Bugonia

As we have come to expect from Greek director Yorgos Lanthimos, Bugonia is wonderfully weird, this time exploring the realms of sci-fi and conspiracy theory. The movie is an English-language remake of the 2003 South Korean film Save the Green Planet!, which sees a man kidnap the CEO of a large pharmaceutical company because he is under the impression that they are an alien. In this version, rewritten with the assistance of screenwriter Will Tracy, we see Jesse Plemons (Teddy) and Emma Stone (Michelle) take on the leading roles and transport us on a humorous journey from reality to the realm of the bizarre.
Stone works with Lanthimos for the fifth time in her career, following her roles in The Favourite, Poor Things, Kinds of Kindness and the short film Bleat, and once again shows why she and the director go together like two peas in a pod. It takes a special type of actor to deliver the type of art that Lanthimos’s pictures demand, but Stone consistently shows she is up to the task of playing such unusual yet endearing caricatures. Plemons also delivers a performance of the quality we have come to know him for as Teddy, driven to the edge of insanity by his own conspiracies, but at the same time remaining relatable to the viewer courtesy of his innocent and autistic cousin Don (Aidan Delbis).

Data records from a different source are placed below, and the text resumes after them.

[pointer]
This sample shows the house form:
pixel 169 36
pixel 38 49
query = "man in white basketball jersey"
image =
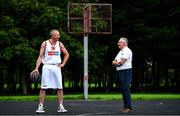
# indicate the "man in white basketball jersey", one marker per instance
pixel 49 55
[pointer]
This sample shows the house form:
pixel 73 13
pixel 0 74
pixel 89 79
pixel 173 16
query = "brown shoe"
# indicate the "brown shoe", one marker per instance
pixel 125 110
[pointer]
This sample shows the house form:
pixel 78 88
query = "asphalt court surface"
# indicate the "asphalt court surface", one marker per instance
pixel 87 107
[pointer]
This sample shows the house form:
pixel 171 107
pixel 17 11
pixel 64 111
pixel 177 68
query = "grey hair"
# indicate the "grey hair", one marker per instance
pixel 53 30
pixel 125 40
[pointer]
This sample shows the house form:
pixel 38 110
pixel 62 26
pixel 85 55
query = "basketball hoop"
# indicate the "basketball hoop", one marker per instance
pixel 89 18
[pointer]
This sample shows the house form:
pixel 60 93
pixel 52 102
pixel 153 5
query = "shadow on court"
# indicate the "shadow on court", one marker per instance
pixel 83 107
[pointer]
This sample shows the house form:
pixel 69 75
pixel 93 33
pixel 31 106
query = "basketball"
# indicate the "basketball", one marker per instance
pixel 35 76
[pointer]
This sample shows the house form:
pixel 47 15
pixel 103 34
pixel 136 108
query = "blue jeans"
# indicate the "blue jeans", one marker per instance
pixel 125 78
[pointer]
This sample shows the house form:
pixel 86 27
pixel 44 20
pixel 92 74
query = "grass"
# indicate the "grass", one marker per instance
pixel 98 96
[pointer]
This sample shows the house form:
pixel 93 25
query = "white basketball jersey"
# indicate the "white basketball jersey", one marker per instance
pixel 52 53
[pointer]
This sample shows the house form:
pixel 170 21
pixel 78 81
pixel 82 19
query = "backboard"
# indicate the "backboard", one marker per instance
pixel 89 18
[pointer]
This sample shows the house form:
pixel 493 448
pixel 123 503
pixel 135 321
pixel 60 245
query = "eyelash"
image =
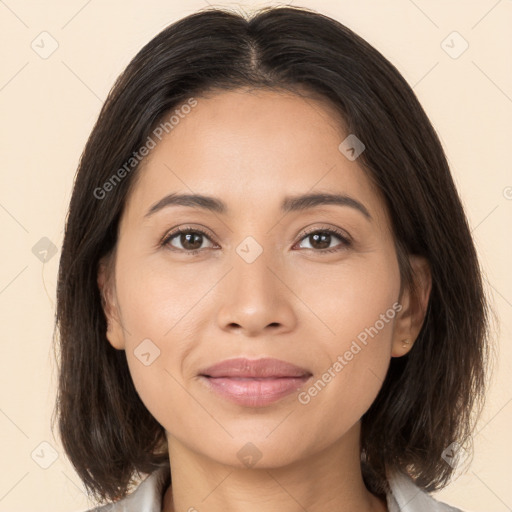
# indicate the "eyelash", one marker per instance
pixel 346 243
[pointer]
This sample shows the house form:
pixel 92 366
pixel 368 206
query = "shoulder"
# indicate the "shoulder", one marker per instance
pixel 147 497
pixel 405 496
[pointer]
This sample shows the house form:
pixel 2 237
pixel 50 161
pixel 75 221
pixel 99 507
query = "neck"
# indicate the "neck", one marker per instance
pixel 327 480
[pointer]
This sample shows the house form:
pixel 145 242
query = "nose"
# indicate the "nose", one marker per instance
pixel 256 299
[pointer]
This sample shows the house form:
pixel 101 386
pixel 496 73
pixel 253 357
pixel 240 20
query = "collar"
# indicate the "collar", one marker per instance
pixel 404 496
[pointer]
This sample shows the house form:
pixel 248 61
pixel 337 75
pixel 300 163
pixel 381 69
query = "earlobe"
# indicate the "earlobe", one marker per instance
pixel 414 308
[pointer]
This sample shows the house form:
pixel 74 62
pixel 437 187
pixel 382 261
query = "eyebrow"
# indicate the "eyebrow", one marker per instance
pixel 289 204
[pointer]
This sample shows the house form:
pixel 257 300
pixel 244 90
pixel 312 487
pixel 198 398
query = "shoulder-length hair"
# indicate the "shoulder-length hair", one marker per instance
pixel 428 396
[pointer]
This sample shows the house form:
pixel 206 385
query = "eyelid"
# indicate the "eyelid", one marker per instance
pixel 337 232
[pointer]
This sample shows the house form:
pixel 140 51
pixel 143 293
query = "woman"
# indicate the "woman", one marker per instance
pixel 268 293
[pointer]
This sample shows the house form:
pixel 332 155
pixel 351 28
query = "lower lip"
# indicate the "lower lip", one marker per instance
pixel 254 392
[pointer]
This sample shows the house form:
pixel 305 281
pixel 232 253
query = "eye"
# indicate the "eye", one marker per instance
pixel 191 239
pixel 321 239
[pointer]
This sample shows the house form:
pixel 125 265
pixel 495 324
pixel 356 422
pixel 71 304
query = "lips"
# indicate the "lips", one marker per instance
pixel 254 368
pixel 254 383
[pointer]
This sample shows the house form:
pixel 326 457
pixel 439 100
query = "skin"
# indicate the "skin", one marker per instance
pixel 251 149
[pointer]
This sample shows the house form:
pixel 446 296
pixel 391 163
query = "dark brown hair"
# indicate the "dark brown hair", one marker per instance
pixel 428 396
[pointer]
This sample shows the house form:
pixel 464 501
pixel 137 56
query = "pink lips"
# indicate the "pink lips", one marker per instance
pixel 254 382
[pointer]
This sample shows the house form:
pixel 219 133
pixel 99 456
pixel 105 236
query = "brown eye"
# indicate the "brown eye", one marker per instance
pixel 320 240
pixel 191 240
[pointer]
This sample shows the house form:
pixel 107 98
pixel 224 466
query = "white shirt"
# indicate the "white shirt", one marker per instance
pixel 405 496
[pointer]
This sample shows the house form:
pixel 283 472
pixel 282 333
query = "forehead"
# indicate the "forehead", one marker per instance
pixel 251 148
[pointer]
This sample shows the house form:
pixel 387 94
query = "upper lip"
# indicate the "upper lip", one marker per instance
pixel 265 367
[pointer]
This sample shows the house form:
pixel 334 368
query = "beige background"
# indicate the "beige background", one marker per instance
pixel 48 109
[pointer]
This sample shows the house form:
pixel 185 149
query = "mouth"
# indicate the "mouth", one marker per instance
pixel 254 383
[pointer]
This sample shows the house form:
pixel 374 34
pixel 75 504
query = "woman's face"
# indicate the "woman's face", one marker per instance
pixel 266 280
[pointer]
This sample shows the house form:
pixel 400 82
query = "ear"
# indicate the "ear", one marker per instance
pixel 106 286
pixel 414 304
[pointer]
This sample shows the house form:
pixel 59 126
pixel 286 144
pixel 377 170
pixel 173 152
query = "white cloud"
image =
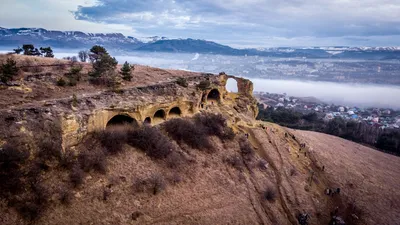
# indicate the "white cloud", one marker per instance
pixel 246 22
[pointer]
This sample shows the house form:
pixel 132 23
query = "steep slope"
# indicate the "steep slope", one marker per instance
pixel 79 163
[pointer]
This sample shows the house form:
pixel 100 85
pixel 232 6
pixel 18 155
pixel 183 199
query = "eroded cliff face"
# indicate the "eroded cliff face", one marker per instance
pixel 82 114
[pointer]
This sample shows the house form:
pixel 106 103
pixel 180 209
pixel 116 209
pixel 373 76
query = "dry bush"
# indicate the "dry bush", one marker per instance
pixel 151 141
pixel 37 69
pixel 106 193
pixel 114 139
pixel 154 184
pixel 182 82
pixel 68 160
pixel 61 82
pixel 49 149
pixel 270 194
pixel 135 215
pixel 235 161
pixel 293 172
pixel 13 157
pixel 76 176
pixel 182 130
pixel 65 195
pixel 246 149
pixel 26 65
pixel 32 205
pixel 175 160
pixel 93 160
pixel 175 179
pixel 214 124
pixel 262 164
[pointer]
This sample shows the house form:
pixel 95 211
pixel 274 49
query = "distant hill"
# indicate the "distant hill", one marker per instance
pixel 11 38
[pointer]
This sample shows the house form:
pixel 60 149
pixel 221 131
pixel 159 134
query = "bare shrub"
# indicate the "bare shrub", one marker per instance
pixel 246 149
pixel 49 149
pixel 182 130
pixel 61 82
pixel 93 160
pixel 293 172
pixel 30 210
pixel 270 194
pixel 37 69
pixel 204 85
pixel 235 161
pixel 65 196
pixel 13 156
pixel 33 204
pixel 76 176
pixel 175 160
pixel 214 124
pixel 175 179
pixel 135 215
pixel 68 160
pixel 154 184
pixel 182 82
pixel 26 65
pixel 106 193
pixel 151 141
pixel 262 164
pixel 114 139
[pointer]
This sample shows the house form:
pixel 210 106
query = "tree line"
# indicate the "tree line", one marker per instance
pixel 29 49
pixel 103 65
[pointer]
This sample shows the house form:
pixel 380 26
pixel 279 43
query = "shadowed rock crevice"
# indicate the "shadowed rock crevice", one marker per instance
pixel 122 120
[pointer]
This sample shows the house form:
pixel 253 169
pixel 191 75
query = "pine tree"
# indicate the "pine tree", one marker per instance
pixel 18 50
pixel 47 52
pixel 83 56
pixel 28 49
pixel 126 71
pixel 8 70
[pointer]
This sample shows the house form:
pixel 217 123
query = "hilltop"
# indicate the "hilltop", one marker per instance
pixel 173 147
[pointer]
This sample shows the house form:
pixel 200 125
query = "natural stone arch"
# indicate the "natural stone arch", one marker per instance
pixel 121 120
pixel 147 121
pixel 214 95
pixel 159 116
pixel 232 85
pixel 174 112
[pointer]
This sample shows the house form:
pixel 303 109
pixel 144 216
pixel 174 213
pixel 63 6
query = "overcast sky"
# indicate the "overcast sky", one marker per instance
pixel 239 23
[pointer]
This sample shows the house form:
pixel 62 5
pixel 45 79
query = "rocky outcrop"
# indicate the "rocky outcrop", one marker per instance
pixel 154 104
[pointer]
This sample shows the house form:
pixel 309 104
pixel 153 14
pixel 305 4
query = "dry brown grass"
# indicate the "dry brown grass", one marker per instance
pixel 39 76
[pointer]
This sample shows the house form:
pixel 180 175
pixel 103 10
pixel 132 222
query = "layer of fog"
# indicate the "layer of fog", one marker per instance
pixel 362 95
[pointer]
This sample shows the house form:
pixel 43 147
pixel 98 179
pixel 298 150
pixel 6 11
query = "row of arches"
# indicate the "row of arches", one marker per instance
pixel 159 116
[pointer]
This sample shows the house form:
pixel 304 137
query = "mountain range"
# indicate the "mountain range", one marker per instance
pixel 11 38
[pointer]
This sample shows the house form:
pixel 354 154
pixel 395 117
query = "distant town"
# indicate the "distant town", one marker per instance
pixel 380 117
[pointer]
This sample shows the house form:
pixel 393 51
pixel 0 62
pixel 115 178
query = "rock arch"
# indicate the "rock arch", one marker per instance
pixel 174 112
pixel 159 116
pixel 121 120
pixel 232 85
pixel 147 121
pixel 214 95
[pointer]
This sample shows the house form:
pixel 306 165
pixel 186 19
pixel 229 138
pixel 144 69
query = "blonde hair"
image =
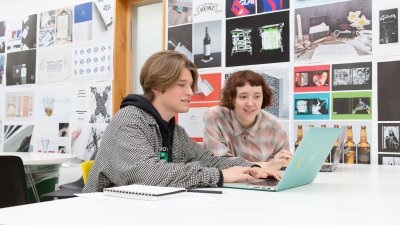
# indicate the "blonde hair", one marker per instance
pixel 163 69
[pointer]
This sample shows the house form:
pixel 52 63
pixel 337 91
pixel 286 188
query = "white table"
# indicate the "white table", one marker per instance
pixel 39 159
pixel 354 194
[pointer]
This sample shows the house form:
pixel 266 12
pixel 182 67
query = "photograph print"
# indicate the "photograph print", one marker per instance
pixel 272 5
pixel 352 105
pixel 311 106
pixel 311 78
pixel 259 39
pixel 388 91
pixel 207 44
pixel 179 12
pixel 322 33
pixel 352 76
pixel 180 39
pixel 388 134
pixel 236 8
pixel 388 26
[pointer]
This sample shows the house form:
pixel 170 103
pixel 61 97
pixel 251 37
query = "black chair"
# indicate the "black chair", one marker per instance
pixel 13 188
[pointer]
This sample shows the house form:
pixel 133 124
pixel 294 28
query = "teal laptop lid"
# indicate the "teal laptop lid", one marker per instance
pixel 309 157
pixel 305 163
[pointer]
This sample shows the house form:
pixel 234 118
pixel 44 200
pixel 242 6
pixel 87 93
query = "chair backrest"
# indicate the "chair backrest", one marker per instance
pixel 13 188
pixel 86 167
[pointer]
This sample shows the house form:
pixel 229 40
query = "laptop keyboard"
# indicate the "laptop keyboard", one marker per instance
pixel 266 182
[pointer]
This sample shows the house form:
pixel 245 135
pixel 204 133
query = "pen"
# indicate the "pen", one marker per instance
pixel 204 191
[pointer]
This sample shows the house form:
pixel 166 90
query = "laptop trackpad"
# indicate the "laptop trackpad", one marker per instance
pixel 266 182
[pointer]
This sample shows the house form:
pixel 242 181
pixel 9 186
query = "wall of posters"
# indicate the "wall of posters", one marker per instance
pixel 329 63
pixel 44 57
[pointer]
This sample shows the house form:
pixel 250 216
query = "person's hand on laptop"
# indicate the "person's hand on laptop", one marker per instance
pixel 243 174
pixel 280 160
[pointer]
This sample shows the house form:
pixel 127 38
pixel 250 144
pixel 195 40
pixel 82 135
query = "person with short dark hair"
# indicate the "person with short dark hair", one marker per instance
pixel 143 145
pixel 238 127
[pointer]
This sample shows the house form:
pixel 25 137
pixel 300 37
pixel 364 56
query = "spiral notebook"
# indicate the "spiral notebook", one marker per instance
pixel 144 192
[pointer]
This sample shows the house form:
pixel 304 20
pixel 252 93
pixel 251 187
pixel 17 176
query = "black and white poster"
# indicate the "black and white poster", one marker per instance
pixel 388 134
pixel 21 68
pixel 388 26
pixel 259 39
pixel 180 40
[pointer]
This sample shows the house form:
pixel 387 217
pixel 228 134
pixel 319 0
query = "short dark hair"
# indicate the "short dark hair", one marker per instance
pixel 239 79
pixel 163 69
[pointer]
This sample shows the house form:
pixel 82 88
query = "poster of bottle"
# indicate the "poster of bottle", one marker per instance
pixel 179 12
pixel 388 26
pixel 352 105
pixel 17 138
pixel 236 8
pixel 259 39
pixel 311 106
pixel 352 76
pixel 207 44
pixel 388 93
pixel 206 10
pixel 21 68
pixel 312 78
pixel 389 136
pixel 362 146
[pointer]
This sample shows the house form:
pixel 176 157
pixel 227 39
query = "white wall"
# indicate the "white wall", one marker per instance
pixel 11 9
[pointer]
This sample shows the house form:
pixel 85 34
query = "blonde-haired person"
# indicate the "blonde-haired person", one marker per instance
pixel 143 145
pixel 238 127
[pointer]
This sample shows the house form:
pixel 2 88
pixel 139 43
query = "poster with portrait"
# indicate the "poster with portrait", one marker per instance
pixel 352 76
pixel 352 105
pixel 389 136
pixel 311 106
pixel 312 78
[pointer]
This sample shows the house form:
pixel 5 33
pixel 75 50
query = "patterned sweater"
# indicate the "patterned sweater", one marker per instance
pixel 129 154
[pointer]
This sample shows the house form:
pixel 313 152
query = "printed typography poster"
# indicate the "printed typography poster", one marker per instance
pixel 388 26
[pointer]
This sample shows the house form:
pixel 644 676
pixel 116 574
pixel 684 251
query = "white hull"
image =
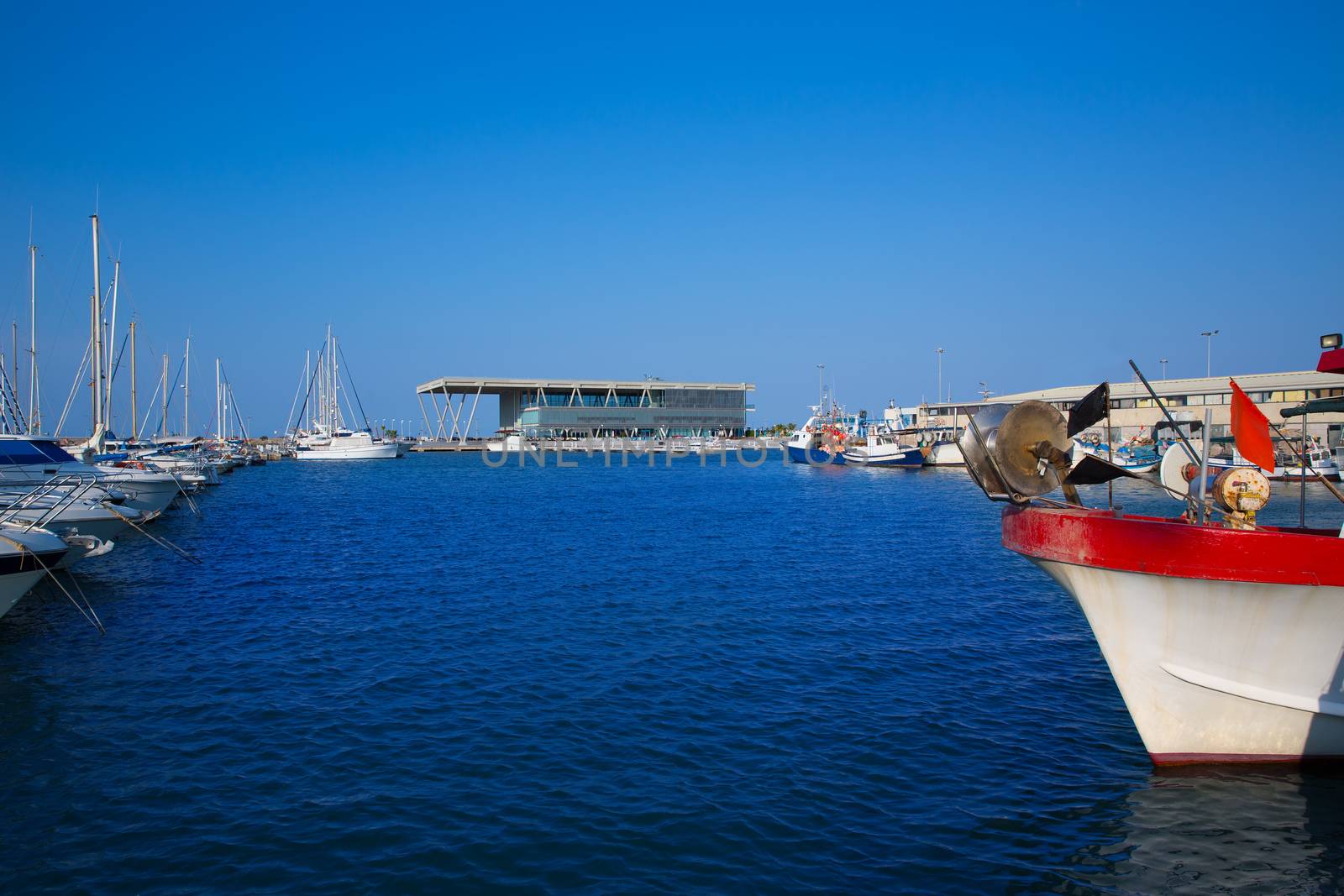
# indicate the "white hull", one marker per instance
pixel 1220 671
pixel 945 454
pixel 353 453
pixel 13 586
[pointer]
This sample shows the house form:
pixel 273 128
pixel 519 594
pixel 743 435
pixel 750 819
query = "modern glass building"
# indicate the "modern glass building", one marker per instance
pixel 575 409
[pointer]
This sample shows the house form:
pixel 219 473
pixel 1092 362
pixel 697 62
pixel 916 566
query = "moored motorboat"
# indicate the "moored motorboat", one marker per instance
pixel 26 553
pixel 879 448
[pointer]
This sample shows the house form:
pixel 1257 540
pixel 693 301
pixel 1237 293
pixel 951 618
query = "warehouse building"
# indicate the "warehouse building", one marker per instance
pixel 1135 411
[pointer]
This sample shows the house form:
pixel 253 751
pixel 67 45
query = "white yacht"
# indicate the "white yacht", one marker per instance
pixel 26 553
pixel 327 437
pixel 27 461
pixel 342 445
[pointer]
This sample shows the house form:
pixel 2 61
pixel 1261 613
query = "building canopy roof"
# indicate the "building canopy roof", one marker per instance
pixel 495 385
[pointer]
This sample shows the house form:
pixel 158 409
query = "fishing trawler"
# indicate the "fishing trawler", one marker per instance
pixel 1225 636
pixel 879 446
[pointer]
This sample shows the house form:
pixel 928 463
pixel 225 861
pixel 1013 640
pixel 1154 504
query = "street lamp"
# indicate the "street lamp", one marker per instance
pixel 1209 351
pixel 938 394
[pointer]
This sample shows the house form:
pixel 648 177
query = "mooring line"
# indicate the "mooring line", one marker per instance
pixel 160 542
pixel 92 616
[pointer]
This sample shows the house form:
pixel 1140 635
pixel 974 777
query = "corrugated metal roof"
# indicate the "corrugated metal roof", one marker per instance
pixel 496 385
pixel 1193 385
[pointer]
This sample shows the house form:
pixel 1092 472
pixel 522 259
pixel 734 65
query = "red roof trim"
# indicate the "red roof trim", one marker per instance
pixel 1175 548
pixel 1332 362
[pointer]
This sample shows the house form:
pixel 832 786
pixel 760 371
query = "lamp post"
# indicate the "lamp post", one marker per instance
pixel 1209 351
pixel 940 374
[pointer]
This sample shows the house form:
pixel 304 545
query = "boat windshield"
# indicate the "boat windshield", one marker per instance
pixel 26 452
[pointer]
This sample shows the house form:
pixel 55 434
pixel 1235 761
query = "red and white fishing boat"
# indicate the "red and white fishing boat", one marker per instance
pixel 1225 637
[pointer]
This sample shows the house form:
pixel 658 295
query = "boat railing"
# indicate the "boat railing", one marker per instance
pixel 51 497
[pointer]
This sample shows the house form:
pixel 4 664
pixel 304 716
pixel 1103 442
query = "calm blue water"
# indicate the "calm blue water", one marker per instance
pixel 430 676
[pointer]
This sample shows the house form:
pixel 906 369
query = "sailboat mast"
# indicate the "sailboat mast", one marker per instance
pixel 165 396
pixel 34 426
pixel 134 407
pixel 186 398
pixel 335 387
pixel 96 332
pixel 111 335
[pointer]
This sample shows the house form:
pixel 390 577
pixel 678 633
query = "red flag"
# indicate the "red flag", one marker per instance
pixel 1250 430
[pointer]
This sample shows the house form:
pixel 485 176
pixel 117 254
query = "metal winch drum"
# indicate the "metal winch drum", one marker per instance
pixel 1014 453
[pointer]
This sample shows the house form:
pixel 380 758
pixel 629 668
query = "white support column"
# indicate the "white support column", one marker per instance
pixel 472 417
pixel 457 416
pixel 420 396
pixel 443 418
pixel 438 416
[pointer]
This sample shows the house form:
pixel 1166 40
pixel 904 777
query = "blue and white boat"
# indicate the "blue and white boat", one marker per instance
pixel 820 441
pixel 882 448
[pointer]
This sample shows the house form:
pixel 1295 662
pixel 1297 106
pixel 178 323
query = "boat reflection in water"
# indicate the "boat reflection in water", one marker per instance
pixel 1214 829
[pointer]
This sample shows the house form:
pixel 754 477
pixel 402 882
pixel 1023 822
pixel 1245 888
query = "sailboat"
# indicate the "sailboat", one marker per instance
pixel 328 438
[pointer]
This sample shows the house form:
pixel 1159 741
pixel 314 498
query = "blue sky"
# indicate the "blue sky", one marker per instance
pixel 694 191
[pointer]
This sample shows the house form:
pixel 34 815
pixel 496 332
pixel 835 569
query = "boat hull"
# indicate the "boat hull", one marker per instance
pixel 1225 647
pixel 909 458
pixel 813 456
pixel 354 453
pixel 945 454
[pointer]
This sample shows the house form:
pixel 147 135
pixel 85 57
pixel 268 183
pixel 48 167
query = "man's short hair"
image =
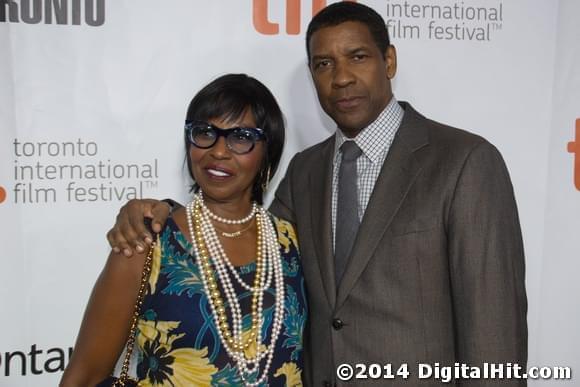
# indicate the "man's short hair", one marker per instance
pixel 346 11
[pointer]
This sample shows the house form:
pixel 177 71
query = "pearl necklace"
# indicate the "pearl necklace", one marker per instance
pixel 236 233
pixel 205 244
pixel 218 218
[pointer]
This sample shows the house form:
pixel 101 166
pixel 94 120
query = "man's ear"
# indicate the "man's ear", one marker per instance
pixel 391 61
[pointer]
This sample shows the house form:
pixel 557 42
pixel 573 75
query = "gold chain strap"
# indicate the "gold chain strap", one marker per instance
pixel 124 377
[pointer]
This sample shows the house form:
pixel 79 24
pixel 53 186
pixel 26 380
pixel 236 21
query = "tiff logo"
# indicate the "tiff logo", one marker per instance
pixel 574 147
pixel 293 16
pixel 71 12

Excitingly, the story itself keeps you guessing as to where your own allegiances align, with every character slowly revealed to be as awful as each other. Tracy and Lanthimos have adapted the original screenplay to fit with the present world we live in, with distrust of mainstream media and anti-capitalist sentiment, creating an unnerving dose of realism to the social satire. The tone shifts between comedic and utterly horrifying, never letting you fully settle down and making the movie difficult to pigeonhole, thus successfully delivering something that feels new, refreshing and exciting. This said, you do wonder if any other director had made a feature such as this, it would be laughed at and branded totally absurd.
Jerskin Fendrix reprises his now-established position as Lanthimos’s composer, having previously worked on Poor Things and Kinds of Kindness, and what he has done with Bugonia is produce a sci-fi soundscape that has so much depth and emotion to it it wouldn’t feel out of place in 2001: A Space Odyssey. It doesn’t particularly match the drama unfolding on screen that well, but you can be sure it fits perfectly with what Teddy believes is going on in his own head. It is very cunningly crafted.
Bugonia isn’t Lanthimos’s finest work by a long way, but it is without a doubt one of the most twisted and surreal movies of the year and will be in with a shout come awards season.
Guy Lambert
Bugonia is released nationwide on 31st October 2025.